The 14-minute title track foregoes the all-sax sequence. Surman’s dual-layered, overdubbed synth (which takes full advantage of studio panning: the synth appears three-dimensional on headphones) is harnessed in the elongated introduction, which evokes electronic music innovators Tangerine Dream. Surman then changes to grand piano (the only time he employed that instrument on record), and then doubled saxes enter. There is a feeling analogous to what pianist McCoy Tyner and Coltrane created: a complex interplay where themes ebb and flow. Eleven minutes in, Skidmore swaps to drums, Surman goes back to swirling synth, and Osborne takes a surging sax lead: this portion of the title track has echoes of likeminded acts such as early Weather Report. The fadeout suggests this was part of a longer jam. Drummer Tony Levin (not to be confused with the King Crimson bassist) guests on two tracks. He had earlier performed with both Surman and Skidmore, and brings fuel to the fire on the explosive, 14-minute “Q.E. Hall,” where he and Surman (on both electric piano and synth) lay down rhythmic fusillades, while Skidmore and Osborne go for broke on fiery sax solos. There is no outright descent but there are some exposed spaces during “Q.E. Hall”: while this is densely packed, S.O.S. does allow some breathing room, where electric piano or single sax sojourn in the vortex. CD one concludes with the brief “The Mountain Road,” assembled from the roots of a traditional folk reel. Levin establishes a rhythmic support which blends a New Orleans second-line beat with an Irish groove, while the three saxes improvise with flexibility and tousled autonomy.

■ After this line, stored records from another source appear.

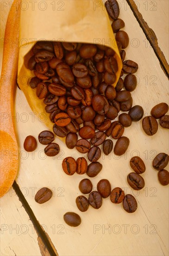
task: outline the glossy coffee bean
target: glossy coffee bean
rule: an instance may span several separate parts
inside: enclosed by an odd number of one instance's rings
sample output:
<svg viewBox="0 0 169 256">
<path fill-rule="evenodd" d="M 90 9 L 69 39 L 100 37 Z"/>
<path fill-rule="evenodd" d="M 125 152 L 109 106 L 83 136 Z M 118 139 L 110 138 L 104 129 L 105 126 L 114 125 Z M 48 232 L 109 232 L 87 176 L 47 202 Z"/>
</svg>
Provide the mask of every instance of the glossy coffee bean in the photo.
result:
<svg viewBox="0 0 169 256">
<path fill-rule="evenodd" d="M 169 172 L 163 169 L 158 173 L 158 179 L 160 182 L 163 186 L 167 186 L 169 184 Z"/>
<path fill-rule="evenodd" d="M 92 190 L 93 185 L 88 179 L 83 179 L 79 183 L 79 189 L 83 194 L 88 194 Z"/>
<path fill-rule="evenodd" d="M 84 157 L 79 157 L 76 160 L 76 172 L 78 174 L 84 174 L 88 169 L 88 162 Z"/>
<path fill-rule="evenodd" d="M 138 174 L 141 174 L 145 171 L 144 163 L 139 156 L 133 156 L 130 161 L 130 165 L 132 169 Z"/>
<path fill-rule="evenodd" d="M 128 114 L 131 117 L 132 121 L 137 122 L 142 119 L 144 113 L 143 108 L 141 106 L 136 105 L 131 108 Z"/>
<path fill-rule="evenodd" d="M 88 166 L 87 174 L 91 178 L 96 176 L 102 168 L 102 165 L 99 162 L 92 162 Z"/>
<path fill-rule="evenodd" d="M 75 202 L 78 209 L 81 212 L 86 212 L 88 209 L 89 203 L 84 195 L 79 195 L 76 198 Z"/>
<path fill-rule="evenodd" d="M 56 143 L 51 143 L 46 147 L 44 151 L 48 156 L 55 156 L 60 151 L 59 146 Z"/>
<path fill-rule="evenodd" d="M 75 212 L 67 212 L 64 215 L 63 219 L 66 224 L 71 227 L 77 227 L 81 223 L 80 216 Z"/>
<path fill-rule="evenodd" d="M 77 163 L 74 158 L 69 156 L 63 159 L 62 168 L 66 174 L 73 175 L 77 168 Z"/>
<path fill-rule="evenodd" d="M 108 180 L 103 179 L 97 183 L 97 189 L 103 198 L 106 198 L 111 192 L 111 185 Z"/>
<path fill-rule="evenodd" d="M 135 172 L 131 172 L 127 175 L 127 182 L 133 189 L 139 190 L 145 186 L 143 177 Z"/>
<path fill-rule="evenodd" d="M 50 199 L 52 196 L 52 191 L 48 188 L 42 188 L 35 196 L 35 200 L 38 203 L 44 203 Z"/>
<path fill-rule="evenodd" d="M 80 153 L 85 154 L 90 149 L 91 145 L 89 141 L 84 139 L 78 140 L 76 142 L 76 148 Z"/>
<path fill-rule="evenodd" d="M 164 115 L 169 110 L 169 105 L 164 102 L 155 106 L 151 110 L 151 115 L 156 119 L 158 119 Z"/>
<path fill-rule="evenodd" d="M 34 137 L 29 135 L 27 136 L 24 143 L 24 148 L 26 151 L 31 152 L 34 151 L 37 147 L 37 141 Z"/>
<path fill-rule="evenodd" d="M 142 127 L 147 135 L 152 135 L 157 131 L 158 123 L 153 116 L 146 116 L 142 120 Z"/>
<path fill-rule="evenodd" d="M 68 148 L 72 149 L 75 148 L 77 141 L 77 135 L 76 133 L 69 133 L 66 138 L 66 145 Z"/>
<path fill-rule="evenodd" d="M 153 167 L 156 170 L 162 170 L 169 163 L 169 156 L 165 153 L 160 153 L 156 155 L 153 161 Z"/>
<path fill-rule="evenodd" d="M 112 151 L 113 143 L 112 140 L 106 140 L 103 144 L 103 151 L 105 155 L 108 155 Z"/>
<path fill-rule="evenodd" d="M 125 136 L 121 137 L 117 141 L 114 148 L 114 153 L 117 155 L 121 155 L 125 154 L 129 145 L 130 141 Z"/>
<path fill-rule="evenodd" d="M 120 203 L 125 198 L 125 192 L 120 188 L 113 189 L 110 195 L 111 201 L 114 203 Z"/>
<path fill-rule="evenodd" d="M 53 133 L 50 131 L 43 131 L 39 134 L 38 139 L 40 143 L 48 145 L 53 141 L 55 137 Z"/>
<path fill-rule="evenodd" d="M 123 201 L 123 207 L 124 210 L 129 213 L 136 211 L 138 204 L 135 197 L 132 195 L 126 195 Z"/>
</svg>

The second disc comprises an hour-long concert set taped July 27, 1974 at a jazz festival held in the German venue Balver Höhle. Three stretched-out pieces (and one concise closing cut) display S.O.S.’s ability to join separate compositions into one nonstop conception. The commencing 25-minute opus, “Suite,” incorporates “Ist” and “Goliath,” recorded six months later on the trio’s eponymous debut on the Ogun label. The musicians’ precision is spot-on: they effortlessly turn wherever the music goes; despite some heady moments, they never lose an emotional core; and the live use of drums and keyboards is incisive. It is obvious Surman, Osborne and Skidmore are passionate and particular about what they want to do. The substantial, 23-minute “Trio Trio” also applies an Irish reel as a foundation (this largely improvised creation was afterwards the basis for “The Mountain Road”). The threesome expounds, elaborates and expands the folk underpinning into memorable chordal and chromatic movements: when Surman extends his careening synth loops and effects alongside Osborne and Skidmore’s twinned saxes, the result is otherworldly. Things settle into marginally straightforward terrain during the 15-minute, all-sax medley, “Up There,” which integrates “Where’s Junior?,” “Cycle Motion” and “Country Dance,” which were all then added to the group’s first appearance on record. All three saxes intertwine and weave round one another in a winding demonstration of communication and tonally (and sometimes atonally) driven, uninhibited music. For an encore, S.O.S. tantalizes the crowd with Surman’s 90-second, three-sax composition “Legends,” an arrangement of a three-part Bach invention. The levels and sound of both the studio and live recordings are quite good, especially considering how some concert mixes from the 1970s have suffered over the decades from tape neglect and older audio technology. The CD package also includes a 16-page booklet with historical photos and in-depth liner notes from jazz critic Bill Shoemaker.

TrackList:  CD 1: News; Rashied; Looking for the Next One; Country Dance; Q.E. Hall; The Mountain Road.